Objective: Several stress-related states and conditions that are considered to involve sympathetic overactivation are accompanied by increased circulating levels of inflammatory immune markers. Prolonged sympathetic overactivity involves increased stimulation of the β-adrenergic receptor (β-AR). Although prior research suggests that one mechanism by which sympathetic stimulation may facilitate inflammation is via β-AR activation, little work has focused on the relationship between circulating inflammatory immune markers and β-AR function within the human body (in vivo). We examined whether decreased β-AR sensitivity, an indicator of prolonged β-adrenergic overactivation and a physiological component of chronic stress, is related to elevated levels of inflammatory immune markers.
Methods: Ninety-three healthy participants aged 19 to 51 years underwent the chronotropic 25 dose isoproterenol test to determine in vivo β-AR function. Circulating levels of C-reactive protein, interleukin 6, and soluble tumor necrosis factor receptor 1 were determined.

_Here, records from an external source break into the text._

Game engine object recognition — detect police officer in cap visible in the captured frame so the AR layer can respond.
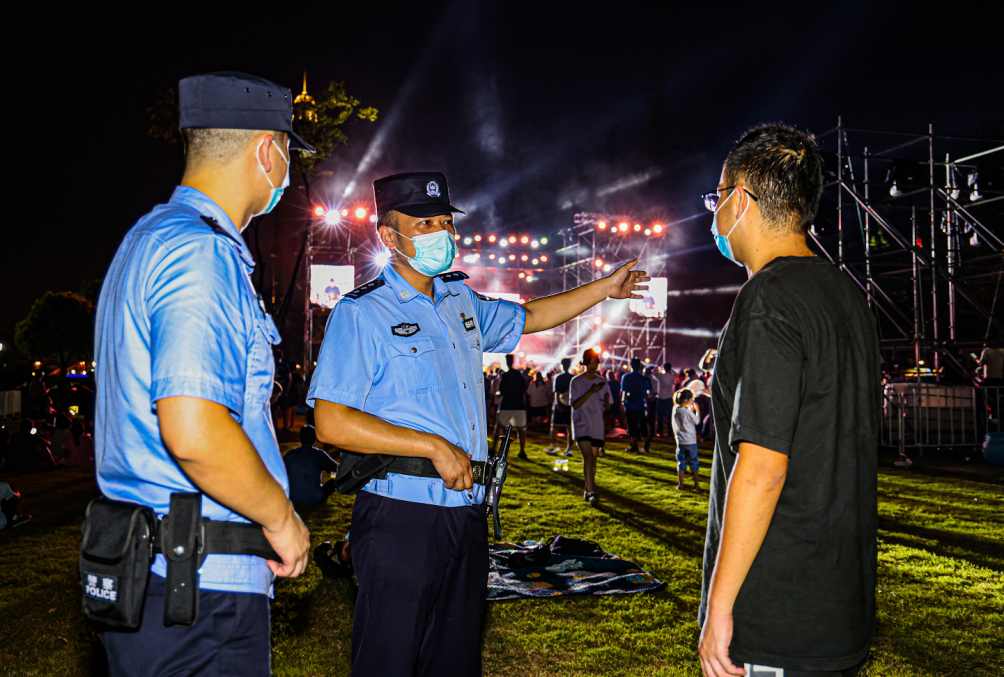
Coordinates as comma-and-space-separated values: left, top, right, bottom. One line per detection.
95, 72, 312, 677
307, 172, 649, 677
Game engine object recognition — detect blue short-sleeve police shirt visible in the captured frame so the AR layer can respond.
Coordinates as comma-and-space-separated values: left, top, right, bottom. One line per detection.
307, 266, 526, 506
94, 186, 288, 594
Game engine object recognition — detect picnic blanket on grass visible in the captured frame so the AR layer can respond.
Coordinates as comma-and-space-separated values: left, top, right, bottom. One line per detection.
488, 536, 663, 602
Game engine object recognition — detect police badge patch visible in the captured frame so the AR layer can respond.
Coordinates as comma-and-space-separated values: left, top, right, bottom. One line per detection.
391, 322, 422, 336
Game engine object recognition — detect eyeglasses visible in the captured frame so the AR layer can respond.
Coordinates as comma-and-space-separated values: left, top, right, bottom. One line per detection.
701, 186, 760, 212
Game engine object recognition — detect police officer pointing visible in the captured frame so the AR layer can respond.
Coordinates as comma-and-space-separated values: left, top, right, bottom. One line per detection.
94, 72, 312, 677
307, 172, 649, 677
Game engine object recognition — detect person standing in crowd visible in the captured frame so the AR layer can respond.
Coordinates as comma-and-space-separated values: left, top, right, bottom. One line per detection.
492, 355, 529, 461
645, 367, 660, 439
59, 421, 94, 466
282, 426, 338, 503
673, 388, 701, 491
94, 72, 311, 677
544, 358, 572, 456
654, 363, 677, 435
308, 172, 649, 677
699, 125, 882, 677
620, 358, 651, 452
527, 372, 551, 425
568, 349, 610, 505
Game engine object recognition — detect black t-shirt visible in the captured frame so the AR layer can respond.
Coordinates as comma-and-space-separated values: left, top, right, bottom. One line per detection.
700, 257, 882, 670
499, 369, 526, 411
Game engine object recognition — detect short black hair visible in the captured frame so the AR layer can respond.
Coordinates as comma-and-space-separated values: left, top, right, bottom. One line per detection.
300, 426, 317, 447
723, 124, 822, 233
182, 127, 286, 167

Results: β-AR sensitivity was lower in people with higher C-reactive protein concentrations (r = 0.326, p = .003). That relationship remained significant after controlling for sociodemographic and health variables such as age, sex, ethnicity, body mass index, mean arterial blood pressure, heart rate, leisure-time exercise, and smoking status. No significant relationship was found between chronotropic 25 dose and interleukin 6 or soluble tumor necrosis factor receptor 1.
Conclusions: This study demonstrates a link between in vivo β-adrenergic receptor function and selected circulating inflammatory markers (CRP) in humans. Future studies in specific disease states may be promising.